The deal calls for Lenovo to pay IBM $650 million in cash, $600 million in stock and assume $500 million in debt. IBM will hold an 18.9 per cent stake in Lenovo, which will relocate its PC headquarters from Beijing to New York and possibly list shares on Nasdaq or the New York Stock Exchange.
The deal makes Lenovo part of a small but growing group of Chinese manufacturers buying overseas brands. Notable among them is TCL International Holdings, which controls the RCA television brand through a joint venture with France's Thomson.
"Chinese companies want to have a bigger part of the value chain," said Mr William De Vijlder, chief investment officer at Fortis Investments.

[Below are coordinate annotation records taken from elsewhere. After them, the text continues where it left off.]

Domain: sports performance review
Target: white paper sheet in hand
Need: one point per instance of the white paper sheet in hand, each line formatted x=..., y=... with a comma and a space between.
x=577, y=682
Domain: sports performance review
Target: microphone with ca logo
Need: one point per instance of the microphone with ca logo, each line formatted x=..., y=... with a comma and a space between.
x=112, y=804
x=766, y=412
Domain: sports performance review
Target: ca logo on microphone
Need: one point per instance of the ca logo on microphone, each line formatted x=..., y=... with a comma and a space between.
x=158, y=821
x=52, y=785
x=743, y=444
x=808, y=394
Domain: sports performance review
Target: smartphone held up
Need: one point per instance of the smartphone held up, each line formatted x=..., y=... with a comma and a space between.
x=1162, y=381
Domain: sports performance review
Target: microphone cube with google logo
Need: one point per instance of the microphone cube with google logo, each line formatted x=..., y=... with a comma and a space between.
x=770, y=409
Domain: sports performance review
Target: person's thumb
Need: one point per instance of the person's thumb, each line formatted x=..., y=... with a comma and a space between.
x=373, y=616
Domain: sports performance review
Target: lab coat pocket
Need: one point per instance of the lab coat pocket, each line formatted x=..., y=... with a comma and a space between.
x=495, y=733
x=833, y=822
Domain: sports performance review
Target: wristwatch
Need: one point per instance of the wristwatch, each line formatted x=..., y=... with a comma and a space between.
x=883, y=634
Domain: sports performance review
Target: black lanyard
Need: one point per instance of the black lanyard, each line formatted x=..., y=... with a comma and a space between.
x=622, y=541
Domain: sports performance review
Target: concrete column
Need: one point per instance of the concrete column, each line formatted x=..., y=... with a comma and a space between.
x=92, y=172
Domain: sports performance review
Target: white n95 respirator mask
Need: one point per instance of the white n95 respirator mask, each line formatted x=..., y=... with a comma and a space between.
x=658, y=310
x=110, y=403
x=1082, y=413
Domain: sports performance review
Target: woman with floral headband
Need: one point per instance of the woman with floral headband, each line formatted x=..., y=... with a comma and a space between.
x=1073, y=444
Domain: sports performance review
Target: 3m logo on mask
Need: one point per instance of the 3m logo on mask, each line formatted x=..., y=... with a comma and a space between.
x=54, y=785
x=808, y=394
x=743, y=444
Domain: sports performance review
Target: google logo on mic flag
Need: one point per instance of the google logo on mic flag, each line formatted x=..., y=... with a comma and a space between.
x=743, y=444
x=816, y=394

Lenovo will jump from eighth place among PC makers to number three, combining its 2.2 per cent share with the 5.5 percent held by IBM, according to Gartner. The combined businesses had sales of $12 billion last year. Dell leads the market with a 16.7 per cent share, followed by Hewlett-Packard at 15 per cent.
Including debt, the deal values IBM's PC unit at $1.75 billion - less than Lenovo's market capitalisation of $2.56 billion, even though IBM's PC business, which UBS said was loss-making last year, is three times Lenovo's size.
IBM Ireland said the deal would have limited effect on its Irish operations. But Mr Peter O'Neill, sales & distribution director, IBM Ireland, said it should strengthen the company's offering in the PC market.
"In the short to medium term, this means no change to our product line or availability, no change in our customer service teams or sales coverage. In the long term, it will deliver the best customer service available."